Abstract
Misidentification of Scanning Electron Microscope Instruments in the Peer-Reviewed Materials Science and Engineering Literature
Reese A. K. Richardson,1,2 Jeonghyun Moon,1 Spencer S. Hong,1,3 Luis A. Nunes Amaral1,2,4,5,6
Objective
Materials science and engineering (MSE) research has, for the most part, escaped the doubts raised about the reliability of scientific literature by recent large-scale replication studies in psychology and cancer biology. However, users on postpublication peer review sites have recently identified dozens of articles where the make and model of the scanning electron microscope (SEM) listed in the text does not match the instrument’s metadata visible in the images in the published article.
Design
To systematically investigate this potential risk to the MSE literature, we developed a semiautomated approach using optical character recognition to scan published figures for instrumental metadata banners and check the information contained in these banners on instrument manufacturer and model against the SEM instrument identified in the text. We validated our approach by evaluating model performance on known instances of SEM misidentification and manual reevaluation of novel instances of SEM misidentification returned by the pipeline. This analysis was performed in January 2024.
Results
Starting from a set of 1,067,102 articles published since 2010 (as indexed by OpenAlex, downloaded on February 27, 2023) in 50 MSE journals (selected according to the publisher’s permissiveness of text and data mining and to represent a broad range of subdisciplines and impact factors), we identified 11,314 articles for which SEM make and model could be identified in an image’s metadata. For 2400 of those articles (21.2%), the image metadata did not match the SEM manufacturer or model listed in the text, and for another 2799 (24.7%), at least some of the instruments used in the study were not reported. We found that articles with SEM misidentification were more likely to have existing PubPeer comments than articles without (43 of 2400 [1.8%] vs 984 of 171,646 [0.5%]; P = 9.98 × 10-15) and that electrochemistry articles that featured SEM misidentification, compared with those that did not have SEM misidentification, were more likely to make a crucial error in their determination of optical band gap (41 of 154 [26.6%] vs 100 of 751 [13.3%]; P = 3.35 × 10-5).
Conclusions
Our results suggest that SEM misidentification can be a valuable indicator of irreproducibility in the results of extant scientific articles. We recommend that peer reviewers, before and after publication, remain attentive to the accurate reporting of instruments used in scientific articles. Our selection criteria for journals and the high false-negative rate of our pipeline limit the extent to which our findings are representative of the MSE literature at large. Unexplained textual similarities (eg, the same unlikely typo appearing in dozens of articles) common to many of these articles suggest the involvement of paper mills, organizations that mass produce, sell authorship on, and publish fraudulent scientific manuscripts at scale.

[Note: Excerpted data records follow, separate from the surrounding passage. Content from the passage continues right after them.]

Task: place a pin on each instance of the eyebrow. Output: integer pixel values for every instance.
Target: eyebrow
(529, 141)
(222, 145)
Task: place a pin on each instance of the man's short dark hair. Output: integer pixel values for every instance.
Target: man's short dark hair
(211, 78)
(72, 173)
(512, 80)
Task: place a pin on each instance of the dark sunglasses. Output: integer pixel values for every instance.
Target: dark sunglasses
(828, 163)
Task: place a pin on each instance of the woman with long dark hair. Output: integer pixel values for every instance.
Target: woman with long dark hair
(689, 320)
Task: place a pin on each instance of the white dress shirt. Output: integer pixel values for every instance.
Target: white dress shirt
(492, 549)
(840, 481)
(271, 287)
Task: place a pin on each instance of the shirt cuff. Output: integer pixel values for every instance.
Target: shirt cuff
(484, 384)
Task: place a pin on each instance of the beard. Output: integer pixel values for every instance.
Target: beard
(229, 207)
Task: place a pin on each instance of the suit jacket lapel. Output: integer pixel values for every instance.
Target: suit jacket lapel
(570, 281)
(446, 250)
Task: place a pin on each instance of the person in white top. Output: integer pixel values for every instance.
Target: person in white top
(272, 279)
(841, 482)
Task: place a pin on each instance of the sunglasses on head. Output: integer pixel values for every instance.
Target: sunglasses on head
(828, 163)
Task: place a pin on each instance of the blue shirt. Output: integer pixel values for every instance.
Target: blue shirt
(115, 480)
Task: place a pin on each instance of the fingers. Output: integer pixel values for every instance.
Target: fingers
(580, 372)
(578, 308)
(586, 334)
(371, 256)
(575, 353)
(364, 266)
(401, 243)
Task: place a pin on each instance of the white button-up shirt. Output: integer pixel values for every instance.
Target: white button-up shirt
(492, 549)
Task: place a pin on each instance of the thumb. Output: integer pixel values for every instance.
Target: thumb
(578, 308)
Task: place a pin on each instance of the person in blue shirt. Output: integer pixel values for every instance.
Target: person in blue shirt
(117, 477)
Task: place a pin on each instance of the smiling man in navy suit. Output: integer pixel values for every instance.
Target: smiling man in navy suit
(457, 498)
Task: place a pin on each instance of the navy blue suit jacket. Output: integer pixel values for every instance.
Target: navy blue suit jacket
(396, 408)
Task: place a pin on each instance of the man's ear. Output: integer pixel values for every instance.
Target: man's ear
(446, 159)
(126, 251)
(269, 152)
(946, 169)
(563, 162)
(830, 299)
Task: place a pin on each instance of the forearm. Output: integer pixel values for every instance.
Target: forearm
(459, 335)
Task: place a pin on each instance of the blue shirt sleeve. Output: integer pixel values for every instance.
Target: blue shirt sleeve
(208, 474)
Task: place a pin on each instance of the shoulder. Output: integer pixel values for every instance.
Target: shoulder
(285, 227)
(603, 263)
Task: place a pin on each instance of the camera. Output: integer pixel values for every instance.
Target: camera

1Department of Engineering Sciences and Applied Mathematics, Northwestern University, Evanston, IL US, richardsonr43@gmail.com; 2Department of Molecular Biosciences, Northwestern University, Evanston, IL US; 3Department of Chemical and Biological Engineering, Northwestern University, Evanston, IL US; 4Department of Physics and Astronomy, Northwestern University, Evanston, IL, US; 5Northwestern Institute on Complex Systems, Northwestern University, Evanston, IL, US; 6NSF-Simons National Institute for Theory and Mathematics in Biology, Chicago, IL, US.
Conflict of Interest Disclosures
None reported.
Funding/Support
Reese A. K. Richardson was supported in part by the National Institutes of Health Training grant T32GM008449 through Northwestern University’s Biotechnology Training Program; Reese A. K. Richardson gratefully acknowledges funding from the Dr. John N. Nicholson fellowship from Northwestern University and Moderna Inc. Spencer S. Hong gratefully acknowledges support from the Ryan Fellowship and the International Institute for Nanotechnology at Northwestern University; Luis A. Nunes Amaral gratefully acknowledges funding from SCISIPBIO: a data-science approach to evaluating the likelihood of fraud and error in published studies (grant No. 1956338).
Role of the Funder/Sponsor
The funders had no role in the design or execution of this study.